To implement the data warehouse, we need to mention two characters, Inmon and Kimball. The theory of data warehouse put forward by them basically laid the foundation for the understanding of logarithmic warehouse in our era.
(Image from Google, all rights reserved)
Kimball’s Data Warehouse theory is inclined to the large and unified Data Warehouse, while Inmon is inclined to the thematic Data Mart, advocating that the Data in the Data Mart should be returned to applications to facilitate business. The previous recommendation system is the prototype application of Data Mart.
Modern BI implementations are much richer: small data gameplay, big data gameplay, statistical reports, AD hoc queries, distributed computing, streaming computing, recommendation systems, knowledge graphs, NLP, voice interaction, pattern recognition. So data mining, data scientists and data analysts are added, and those responsible for the implementation of big data technology are called big data engineers.
The reason why modern BI is segmented is mainly due to the increase in distributed applications brought about by the data explosion.
Based on the current BI technology in the background of big data glow second spring, implementation architecture is becoming more and more complex. I choose the commonly used **Lamba Architecture ** to give the lecture.
Around 2010, big data began to emerge with Hadoop. At this time, data warehouse technology is still in its infancy, and there is no plan to replace this technical architecture for the time being, because the early investment and its own value continue to play a warm up. However, new data requirements have forced the adoption of new computing architectures, so many companies have adopted the strategy of combining traditional data warehouse technologies with distributed architectures based on Hadoop. Roughly as follows:
(Image from the network, all rights reserved)
The pink part belongs to the emerging data processing technology (mainly Hadoop, Spark, Hive, Kafka, Machine Learning, etc.), while the green part is the conventional data application.
In the post-modern BI Architecture, as Hadoop and other technologies become more mature, the original traditional data warehouse technology is gradually replaced, and distributed storage and computing are all used, thus forming Lambda Architecture. That is, Batch processing is used for part of the data, while real-time (Storm,Flink) and quasi-real-time (Spark) are used for the other part of the data to meet the requirements of data timeliness.
(Image from Google. All rights reserved.)

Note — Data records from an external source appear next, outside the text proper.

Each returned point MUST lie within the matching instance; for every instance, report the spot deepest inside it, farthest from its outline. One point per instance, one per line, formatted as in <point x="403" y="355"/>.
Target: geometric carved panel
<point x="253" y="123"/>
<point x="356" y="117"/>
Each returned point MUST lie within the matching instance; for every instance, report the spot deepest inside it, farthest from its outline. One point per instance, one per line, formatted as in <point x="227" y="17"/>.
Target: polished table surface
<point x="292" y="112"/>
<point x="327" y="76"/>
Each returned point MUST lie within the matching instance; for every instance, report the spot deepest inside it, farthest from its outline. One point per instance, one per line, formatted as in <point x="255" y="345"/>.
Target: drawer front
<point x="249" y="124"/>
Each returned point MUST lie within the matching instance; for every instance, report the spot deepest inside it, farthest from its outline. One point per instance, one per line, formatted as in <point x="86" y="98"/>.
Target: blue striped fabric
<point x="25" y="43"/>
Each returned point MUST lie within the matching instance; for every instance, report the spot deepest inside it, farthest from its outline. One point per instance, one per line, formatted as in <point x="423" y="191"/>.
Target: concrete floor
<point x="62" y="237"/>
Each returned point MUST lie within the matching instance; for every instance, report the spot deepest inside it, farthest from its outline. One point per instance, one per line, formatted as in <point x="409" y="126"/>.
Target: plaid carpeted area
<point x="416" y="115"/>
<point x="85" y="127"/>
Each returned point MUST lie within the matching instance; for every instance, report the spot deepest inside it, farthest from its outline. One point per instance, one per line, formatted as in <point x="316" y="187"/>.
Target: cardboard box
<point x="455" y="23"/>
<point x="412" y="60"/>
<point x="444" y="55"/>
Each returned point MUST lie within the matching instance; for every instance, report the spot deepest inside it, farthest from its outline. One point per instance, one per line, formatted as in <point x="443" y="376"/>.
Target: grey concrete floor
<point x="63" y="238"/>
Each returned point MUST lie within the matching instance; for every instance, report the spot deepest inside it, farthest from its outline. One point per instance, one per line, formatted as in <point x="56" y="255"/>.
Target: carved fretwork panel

It can be seen that the Data porter is still ETL. I think this is a long-term popular position, and it will be even better if you can build the whole Data application. This is the hot Data Architect.
Artificial intelligence (ai)
With appropriate extension, AI technology will also be used in BI. This is the case with Amazon books. The following is the maturity curve of Gantner 2018 in the direction of ARTIFICIAL intelligence technology:
Machine Learning, NLP and Intelligence Application can all be used to serve BI. Therefore, the extension of BI is more and more difficult to clear division, more and more positions are called Data Engineer, Data Scientist.
A little personal opinion, do not like spray, welcome to discuss.